If you run half way around a circle, diameter 200m, in 1 minute, you run a distance of Ï€d/2 = 314m
What was your average speed? Answer 314m/60s = 5.2m/s
But your end point is 200m from your start point. Your displacement is 200m.
What was your average velocity? Answer 200m/60s = 3.3 m/s
Distance and displacement measure different things; and average speed and average velocity measure different things.

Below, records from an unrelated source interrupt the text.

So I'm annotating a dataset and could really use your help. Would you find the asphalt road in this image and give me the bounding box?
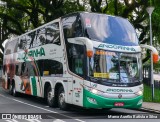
[0,84,160,122]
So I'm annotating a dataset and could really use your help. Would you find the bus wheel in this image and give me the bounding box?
[58,86,68,110]
[12,82,18,97]
[9,83,13,95]
[47,86,56,107]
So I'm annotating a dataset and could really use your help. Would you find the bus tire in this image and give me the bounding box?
[12,82,18,97]
[9,82,13,95]
[46,86,57,107]
[58,86,69,110]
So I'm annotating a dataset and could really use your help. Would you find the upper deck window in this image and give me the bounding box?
[81,13,138,46]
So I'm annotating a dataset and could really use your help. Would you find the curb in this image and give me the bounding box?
[131,107,160,114]
[140,107,160,114]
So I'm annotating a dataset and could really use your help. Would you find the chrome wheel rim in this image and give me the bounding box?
[59,92,65,105]
[47,91,52,102]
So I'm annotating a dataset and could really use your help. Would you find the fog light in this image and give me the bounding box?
[87,97,97,104]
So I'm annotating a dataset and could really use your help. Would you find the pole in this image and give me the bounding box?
[149,14,154,101]
[146,6,154,101]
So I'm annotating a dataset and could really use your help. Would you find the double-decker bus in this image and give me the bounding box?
[3,12,158,110]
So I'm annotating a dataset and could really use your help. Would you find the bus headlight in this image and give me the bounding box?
[135,90,143,96]
[91,89,98,94]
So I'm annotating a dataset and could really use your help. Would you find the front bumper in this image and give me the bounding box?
[83,89,143,108]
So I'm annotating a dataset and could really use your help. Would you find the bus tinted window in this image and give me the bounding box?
[4,39,18,55]
[37,59,63,76]
[35,23,61,46]
[62,16,83,38]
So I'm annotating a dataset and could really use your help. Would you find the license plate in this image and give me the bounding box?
[114,102,124,107]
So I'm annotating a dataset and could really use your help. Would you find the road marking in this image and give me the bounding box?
[74,119,85,122]
[1,90,85,122]
[5,119,18,122]
[12,99,85,122]
[12,99,57,113]
[25,119,41,122]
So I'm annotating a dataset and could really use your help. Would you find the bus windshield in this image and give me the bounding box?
[82,13,138,46]
[89,49,142,83]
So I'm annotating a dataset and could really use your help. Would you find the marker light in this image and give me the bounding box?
[87,50,93,58]
[153,54,159,63]
[91,89,98,94]
[135,90,143,96]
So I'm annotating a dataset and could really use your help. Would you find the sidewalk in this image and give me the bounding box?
[141,102,160,113]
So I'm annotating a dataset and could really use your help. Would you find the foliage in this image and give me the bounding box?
[0,0,160,65]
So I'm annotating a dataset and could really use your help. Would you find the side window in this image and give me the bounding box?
[34,23,61,46]
[62,16,77,39]
[35,27,46,46]
[26,31,36,48]
[68,44,85,76]
[46,23,61,45]
[18,35,27,51]
[37,59,63,76]
[4,39,18,55]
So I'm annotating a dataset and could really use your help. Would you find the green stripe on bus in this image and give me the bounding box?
[31,76,37,96]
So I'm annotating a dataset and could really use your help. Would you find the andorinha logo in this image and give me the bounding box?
[98,44,136,52]
[17,47,45,60]
[107,88,133,93]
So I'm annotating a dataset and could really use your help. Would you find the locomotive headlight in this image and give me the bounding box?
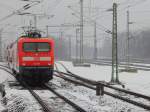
[22,63,26,66]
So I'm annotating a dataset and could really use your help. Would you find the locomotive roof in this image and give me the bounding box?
[18,37,53,42]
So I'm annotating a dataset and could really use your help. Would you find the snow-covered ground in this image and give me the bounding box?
[57,61,150,96]
[0,62,150,112]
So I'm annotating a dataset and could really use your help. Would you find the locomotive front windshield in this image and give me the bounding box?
[23,42,50,52]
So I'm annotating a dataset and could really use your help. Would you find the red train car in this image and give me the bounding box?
[7,33,54,85]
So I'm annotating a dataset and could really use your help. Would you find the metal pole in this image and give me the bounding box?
[46,25,49,37]
[0,29,2,61]
[111,3,119,83]
[59,31,64,59]
[34,15,37,29]
[80,0,83,63]
[69,36,71,61]
[94,22,97,60]
[126,11,130,69]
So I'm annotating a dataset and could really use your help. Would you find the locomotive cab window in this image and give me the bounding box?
[23,42,50,52]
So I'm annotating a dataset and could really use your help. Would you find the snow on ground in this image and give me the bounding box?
[57,62,150,95]
[0,62,150,112]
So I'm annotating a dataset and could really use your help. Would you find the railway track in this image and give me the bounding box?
[0,65,53,112]
[88,60,150,71]
[55,62,150,111]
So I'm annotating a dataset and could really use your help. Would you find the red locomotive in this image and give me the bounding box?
[7,32,54,85]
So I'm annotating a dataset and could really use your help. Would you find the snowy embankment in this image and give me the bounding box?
[0,62,150,112]
[57,61,150,95]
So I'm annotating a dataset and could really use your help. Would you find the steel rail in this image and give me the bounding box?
[54,74,96,90]
[45,84,87,112]
[104,91,150,110]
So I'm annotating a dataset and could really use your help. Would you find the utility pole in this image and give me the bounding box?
[80,0,83,63]
[126,11,130,70]
[0,29,3,61]
[111,3,119,83]
[94,22,97,60]
[76,28,80,62]
[46,25,49,37]
[69,36,71,61]
[33,15,37,29]
[59,31,64,59]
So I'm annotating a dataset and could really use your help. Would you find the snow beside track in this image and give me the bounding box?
[57,61,150,95]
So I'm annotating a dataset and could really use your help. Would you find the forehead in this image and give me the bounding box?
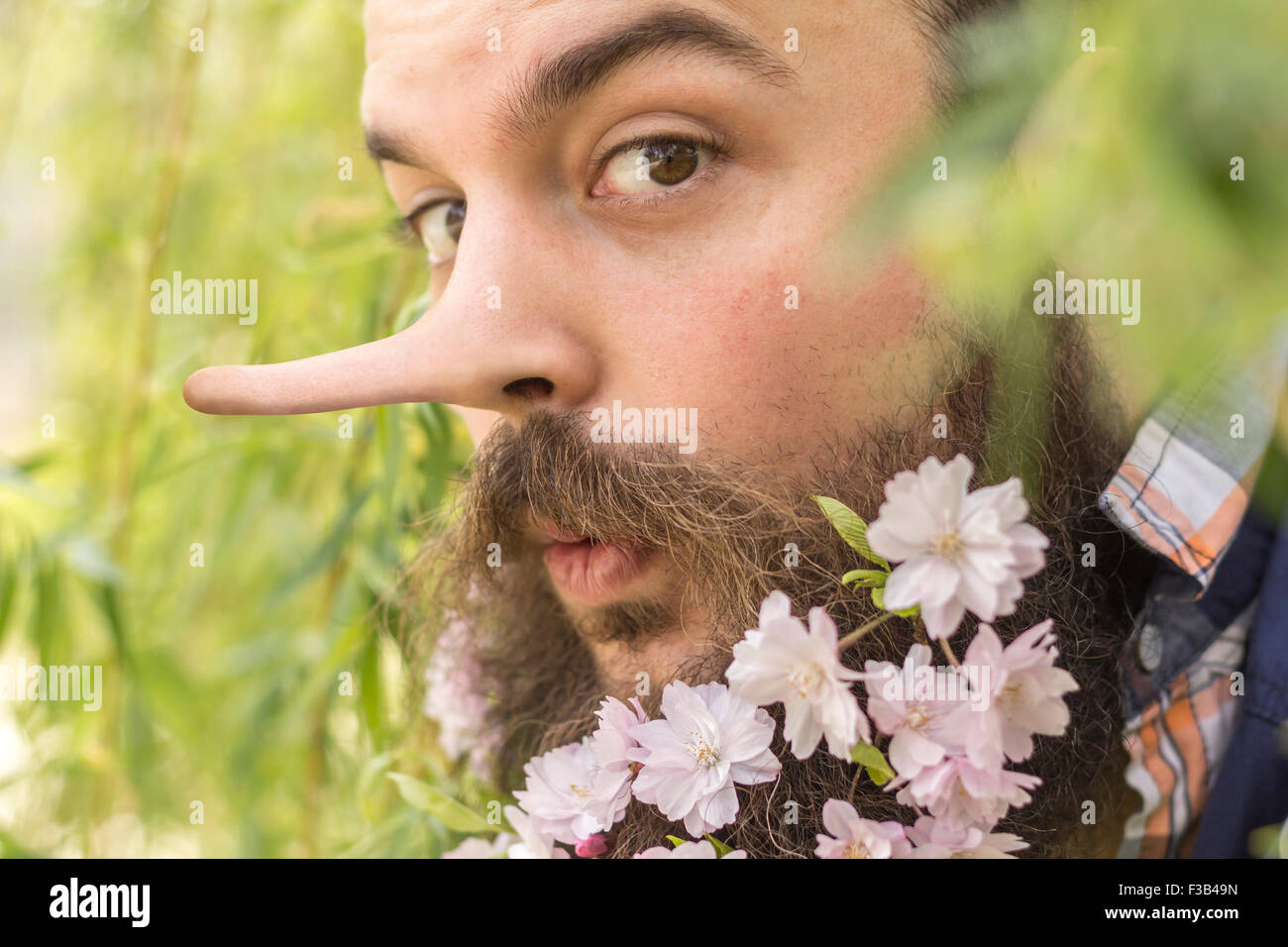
[364,0,773,124]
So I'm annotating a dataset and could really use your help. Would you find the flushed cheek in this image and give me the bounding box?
[602,252,923,456]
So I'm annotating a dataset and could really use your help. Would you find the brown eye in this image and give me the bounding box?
[641,142,699,184]
[416,198,465,266]
[591,141,716,196]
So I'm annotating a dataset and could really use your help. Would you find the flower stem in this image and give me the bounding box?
[836,612,896,652]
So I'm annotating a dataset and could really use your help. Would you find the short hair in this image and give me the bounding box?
[911,0,1022,108]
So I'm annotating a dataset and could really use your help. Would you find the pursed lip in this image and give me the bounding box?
[536,523,653,608]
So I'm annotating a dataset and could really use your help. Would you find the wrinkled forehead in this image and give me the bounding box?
[362,0,773,124]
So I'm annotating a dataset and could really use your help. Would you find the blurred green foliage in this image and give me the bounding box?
[0,0,483,857]
[0,0,1288,856]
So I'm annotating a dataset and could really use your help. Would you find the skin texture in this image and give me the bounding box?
[362,0,943,681]
[184,0,1147,857]
[362,0,934,464]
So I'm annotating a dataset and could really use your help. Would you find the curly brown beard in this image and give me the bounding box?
[404,320,1153,857]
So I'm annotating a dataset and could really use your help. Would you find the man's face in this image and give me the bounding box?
[362,0,943,674]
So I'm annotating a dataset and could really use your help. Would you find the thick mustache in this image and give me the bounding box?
[471,412,695,545]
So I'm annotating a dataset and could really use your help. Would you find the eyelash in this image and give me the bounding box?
[590,132,730,206]
[393,197,445,248]
[393,132,730,255]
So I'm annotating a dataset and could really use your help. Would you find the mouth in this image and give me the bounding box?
[537,523,654,608]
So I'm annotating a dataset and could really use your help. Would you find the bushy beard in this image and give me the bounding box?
[406,320,1153,857]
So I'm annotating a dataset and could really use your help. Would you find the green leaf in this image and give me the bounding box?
[810,496,890,573]
[872,586,921,618]
[841,570,890,588]
[385,773,499,835]
[705,835,733,858]
[850,743,894,786]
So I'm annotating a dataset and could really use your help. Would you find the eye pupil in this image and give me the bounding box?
[644,142,698,184]
[445,201,465,243]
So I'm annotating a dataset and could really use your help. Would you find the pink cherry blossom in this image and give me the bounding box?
[863,644,963,780]
[814,798,912,858]
[422,617,499,772]
[907,815,1029,858]
[505,805,572,858]
[627,681,781,836]
[514,737,612,845]
[574,834,608,858]
[589,697,648,828]
[725,591,871,760]
[886,755,1042,828]
[867,455,1047,638]
[949,618,1078,766]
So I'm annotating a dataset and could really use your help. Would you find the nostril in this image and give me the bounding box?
[501,377,555,401]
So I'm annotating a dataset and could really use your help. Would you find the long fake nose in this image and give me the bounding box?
[183,317,481,415]
[183,225,597,416]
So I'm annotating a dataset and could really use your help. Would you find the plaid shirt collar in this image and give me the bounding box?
[1100,331,1288,584]
[1100,331,1288,857]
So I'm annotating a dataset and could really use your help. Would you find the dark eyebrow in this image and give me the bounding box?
[365,129,422,167]
[366,9,798,167]
[493,9,798,137]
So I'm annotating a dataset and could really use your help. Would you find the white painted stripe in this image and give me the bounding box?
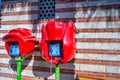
[75,21,120,28]
[75,53,120,61]
[80,64,120,73]
[0,24,42,30]
[76,42,120,50]
[0,33,6,38]
[0,58,79,70]
[55,9,120,19]
[75,32,120,39]
[1,6,38,13]
[2,0,38,5]
[0,33,42,38]
[1,14,38,21]
[75,9,120,19]
[0,68,54,78]
[0,76,15,80]
[0,41,5,46]
[0,58,120,73]
[0,68,75,80]
[55,0,120,9]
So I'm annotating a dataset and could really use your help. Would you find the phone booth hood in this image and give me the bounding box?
[3,28,38,57]
[40,20,75,64]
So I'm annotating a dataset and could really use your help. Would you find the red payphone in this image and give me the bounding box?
[40,20,75,64]
[3,28,38,80]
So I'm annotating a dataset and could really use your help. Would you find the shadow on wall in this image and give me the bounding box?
[32,25,75,80]
[32,51,75,80]
[9,56,32,72]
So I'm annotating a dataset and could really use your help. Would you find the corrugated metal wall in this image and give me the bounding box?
[0,0,120,80]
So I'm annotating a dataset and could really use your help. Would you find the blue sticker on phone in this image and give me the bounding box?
[10,43,20,56]
[49,42,61,56]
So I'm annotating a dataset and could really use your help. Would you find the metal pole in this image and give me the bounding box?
[55,64,60,80]
[15,58,24,80]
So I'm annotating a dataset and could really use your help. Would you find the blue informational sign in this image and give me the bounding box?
[10,43,20,57]
[0,0,2,12]
[49,42,61,56]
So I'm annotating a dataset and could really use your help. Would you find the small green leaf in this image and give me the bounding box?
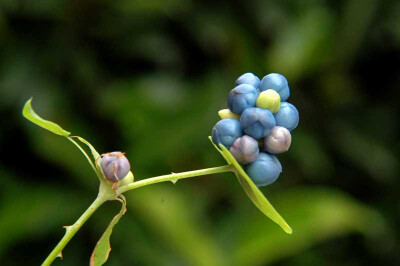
[208,137,293,234]
[22,98,71,137]
[71,136,107,183]
[90,195,126,266]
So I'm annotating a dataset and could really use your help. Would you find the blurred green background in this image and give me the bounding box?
[0,0,400,266]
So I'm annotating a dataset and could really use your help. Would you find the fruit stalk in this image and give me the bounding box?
[117,165,236,195]
[42,194,108,266]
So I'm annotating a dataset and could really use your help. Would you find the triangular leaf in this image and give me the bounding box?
[209,137,293,234]
[90,195,126,266]
[22,98,71,137]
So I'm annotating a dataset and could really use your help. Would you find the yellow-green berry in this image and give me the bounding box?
[218,109,240,120]
[256,89,281,114]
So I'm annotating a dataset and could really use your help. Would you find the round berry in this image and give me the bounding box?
[240,107,276,140]
[263,126,292,154]
[235,73,260,88]
[101,151,131,182]
[229,135,260,164]
[256,89,281,114]
[218,109,240,120]
[275,102,299,131]
[260,73,290,101]
[228,84,259,115]
[211,118,242,150]
[245,153,282,187]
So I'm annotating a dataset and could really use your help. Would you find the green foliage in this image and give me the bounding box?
[208,137,293,234]
[90,196,126,266]
[22,98,71,137]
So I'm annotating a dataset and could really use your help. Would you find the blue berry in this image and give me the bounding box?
[229,135,260,164]
[240,107,276,139]
[275,102,299,131]
[228,84,259,115]
[260,73,290,101]
[245,153,282,187]
[235,73,260,88]
[212,118,242,150]
[101,151,131,182]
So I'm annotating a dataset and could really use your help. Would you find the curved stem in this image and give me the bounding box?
[42,195,108,266]
[117,165,236,195]
[42,164,236,266]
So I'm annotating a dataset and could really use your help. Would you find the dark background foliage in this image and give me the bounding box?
[0,0,400,265]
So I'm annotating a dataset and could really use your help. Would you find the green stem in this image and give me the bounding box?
[67,137,97,174]
[42,195,108,266]
[117,165,236,195]
[42,164,236,266]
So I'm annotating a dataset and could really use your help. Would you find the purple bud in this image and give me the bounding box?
[229,135,259,164]
[264,126,292,154]
[101,151,131,182]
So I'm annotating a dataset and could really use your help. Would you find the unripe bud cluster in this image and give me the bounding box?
[212,73,299,186]
[101,151,131,182]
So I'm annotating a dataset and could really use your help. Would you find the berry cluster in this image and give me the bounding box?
[212,73,299,186]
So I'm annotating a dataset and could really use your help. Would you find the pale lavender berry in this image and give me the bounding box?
[263,126,292,154]
[101,151,131,182]
[229,135,260,164]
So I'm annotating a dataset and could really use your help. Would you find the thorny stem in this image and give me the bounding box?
[42,163,236,266]
[117,165,236,195]
[42,194,108,266]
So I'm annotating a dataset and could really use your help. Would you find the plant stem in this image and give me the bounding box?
[117,165,236,195]
[42,164,236,266]
[42,194,108,266]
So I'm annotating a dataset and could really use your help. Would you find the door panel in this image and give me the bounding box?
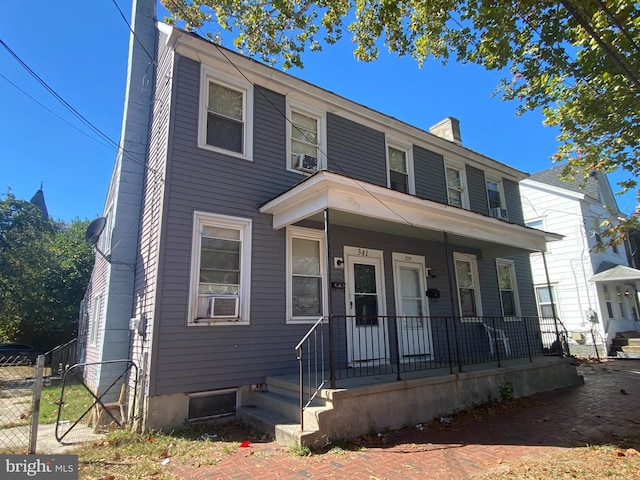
[344,247,389,366]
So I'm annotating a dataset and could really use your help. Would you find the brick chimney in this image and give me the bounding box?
[429,117,462,145]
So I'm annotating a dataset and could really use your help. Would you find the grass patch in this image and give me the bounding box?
[75,422,270,480]
[39,383,95,423]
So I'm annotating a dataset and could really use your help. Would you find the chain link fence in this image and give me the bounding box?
[0,355,36,453]
[55,360,138,445]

When people refer to the Earth's orbital "velocity", they very often just mean the instantaneous speed at any point; the magnitude part of the velocity.

Last edited: Apr 8, 2010
9. Apr 9, 2010

### Misr

Last edited: Apr 9, 2010
10. Apr 9, 2010

### Stonebridge

What the proof does, is to say that the length of the arc and the length of the chord become nearer and nearer to equal as you make the arc smaller and smaller.
In the limit, when you take an infinitesimally small time interval, they become equal.
The calculus of the rate of change always uses this idea of taking a very small time interval, and looking at what happens as the interval gets smaller and smaller.

11. Apr 9, 2010

### sophiecentaur

The instantaneous speed is the same as the magnitude of the instantaneous velocity.

12. Apr 9, 2010

### Misr

Ahaa....I got it now
thanks so much

Yes
thanks very much ,Miss Sophie

13. Apr 9, 2010

### Misr

MMM
i tried it
where Vdt is ab arc

[PLAIN]http://img401.imageshack.us/img401/8510/limr.jpg [Broken]

suppose we have this circle

[PLAIN]http://img684.imageshack.us/img684/1360/circle1.jpg [Broken]

where ab is approx. 4 cm
ab arc = 9.4 cm

another circle after decreasing the angle we have

[PLAIN]http://img194.imageshack.us/img194/213/circle2i.jpg [Broken]

ab= 3cm
and ab arc = 3.14cm

so they approached each other when the angle decreases (or when time interval decreases)
till they both (the arc and the chord) equal zero when dt = zero
right or wrong??

Last edited by a moderator: May 4, 2017
14. Apr 9, 2010

### Stonebridge

Here are the actual values (to 3 significant figures) for your circle of radius 3cm
That's right
As the angle gets smaller the difference between the arc and the chord gets smaller

deg arc chord difference
90 4.712 4.243 0.470
80 4.189 3.857 0.332
70 3.665 3.441 0.224
60 3.142 3.000 0.142
50 2.618 2.536 0.082
40 2.094 2.052 0.042
30 1.571 1.553 0.018
20 1.047 1.042 0.005
10 0.524 0.523 0.001
00 0.000 0.000 0.000

15. Apr 9, 2010

### Misr

Then nothing wrong with what i have written?

16. Apr 9, 2010

### Stonebridge

What you wrote is fine.
The only mistake was the calculation of the arc for 90 degrees.
That's why I wrote out the table of values for you.

17. Apr 10, 2010

### Misr

Yeah right . Actually it is 3*pi/2
Thanks very much This really really helped me understand.